Jancio Wodnik

Prawie same mokre historie, z kożuszkiem, jagodami i związkami zawodowymi w tle.

Onegdaj nikt do wody nie wszedł wcześniej, jak na świętego Jana.
– Nie kąp się, póki Jan wody nie ochrzci – utrzymywała odwieczna mądrość.

Jakub, baca w sile wieku, na świętego Jana do potoku kąpać się poszedł. Na brzegu buty zzuł i przyodziewek cały. W samych gaciach ostawszy do wody wszedł. Wrócił do domu smutny i zły:
– Kamizelkę ktoś mi ukradł – żali się żonie. Kamizelka była zacna, z baraniego futra. Minął rok. Jakub znów na świętego Jana poszedł się kąpać. Wrócił rozpromieniony. Kamizelka się znalazła. W zeszłym roku się zagapił i przez pomyłkę kamizelkę zamiast na wierzch, to pod koszulę ubrał…

Jan nie tylko ze względu na chrzest, którym szafował na lewo i prawo tak jest zwany. Ale i z tego powodu, że do dziś chrzcić, a więc kropić wodą obficie lubi.
– Jak się Jaś rozpłacze, Mama nie utuli, to będzie padało do świętej Urszuli – mówi kolejne przysłowie. Wyjaśnijmy: Mama, to matka Maryi, święta Anna, wspominana 26 lipca. Jeśli i ona nie przyniesie ulgi w deszczu, ten ustanie dopiero po 21 października – wówczas czci się świętą Urszulę.

Pięknie splatają się z Janem Chrzcicielem rodzime przysłowia. Jest ich z dwa tuziny albo i więcej. Spora część dotyczy wody w różnej postaci, być może w związku z inklinacjami biblijnego proroka względem wód płynących rzeki Jordan.

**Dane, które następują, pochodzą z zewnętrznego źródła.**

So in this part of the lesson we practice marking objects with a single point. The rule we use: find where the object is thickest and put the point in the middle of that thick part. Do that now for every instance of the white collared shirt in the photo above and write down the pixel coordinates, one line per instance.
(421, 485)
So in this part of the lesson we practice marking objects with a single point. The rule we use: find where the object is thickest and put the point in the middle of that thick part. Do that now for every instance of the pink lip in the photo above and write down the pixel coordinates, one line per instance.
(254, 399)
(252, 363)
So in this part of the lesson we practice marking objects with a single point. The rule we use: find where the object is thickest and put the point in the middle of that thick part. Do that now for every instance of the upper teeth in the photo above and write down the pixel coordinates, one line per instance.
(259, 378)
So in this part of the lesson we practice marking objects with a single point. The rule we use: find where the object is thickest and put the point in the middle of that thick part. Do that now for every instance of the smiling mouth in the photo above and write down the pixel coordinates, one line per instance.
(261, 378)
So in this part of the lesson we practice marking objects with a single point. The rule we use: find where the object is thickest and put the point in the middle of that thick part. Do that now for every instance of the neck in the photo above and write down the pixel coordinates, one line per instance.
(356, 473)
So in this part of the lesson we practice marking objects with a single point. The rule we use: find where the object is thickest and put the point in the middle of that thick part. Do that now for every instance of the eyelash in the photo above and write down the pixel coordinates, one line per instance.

Inne przysłowie powiada:
– Jak się święty Jan obwieści, takich będzie dni trzydzieści.
W ten sposób prorok Jezusa wieści pogodę na najbliższy miesiąc. I tak będzie zapewne, skoro mówi się także:
– Przed świętym Janem prosić o deszcz potrzeba, a po świętym Janie i nieproszony pada.

Po świętym Janie to i jesień coraz bliżej. I dzień się kurczy, choć zrazu niepozornie:
– Skoro ochrzci wodę Janek, tuli światło swoje dzionek…
Na pociechę lasy borówki, maliny i poziomi rodzić zaczynają, bo przecież:
– Święty Jan – jagód dzban.
Choć z ich zbiorem czekano zazwyczaj do 2 lipca, dawnego święta Nawiedzenia Maryi, zwanego Matką Boską Jagodną. Bo podobno siebie i maleńkiego Jezusa w czas ucieczki do Egiptu Madonna jagodami żywiła, więc przed 2 lipca zrywać ich nie wypadało, żeby Świętej Rodzinie pożywienia nie brakło. Ale to już temat na kolejną opowieść.

Dla miłośników związków zawodowych jeszcze jedna ciekawostka na koniec.
– Na święty Jan każdy sobie pan – mówiono niegdyś. Bo 24 czerwca parobcy najmowali się do pracy. Na bezrobocie raczej narzekać nie można było. A w czas deficytu rąk do pracy to parobek mógł stawiać warunki i wybierać spośród licznych ofert korzystniejszą. Parobków najmowano do zimowej młocki w stodole na klepisku na święty Szczepan, a na święty Jan do prac przy żniwach i wykopkach. Z tych czasów najmu i rozliczeń najemnej roboty pochodzi też określenie „grosz świętojański”.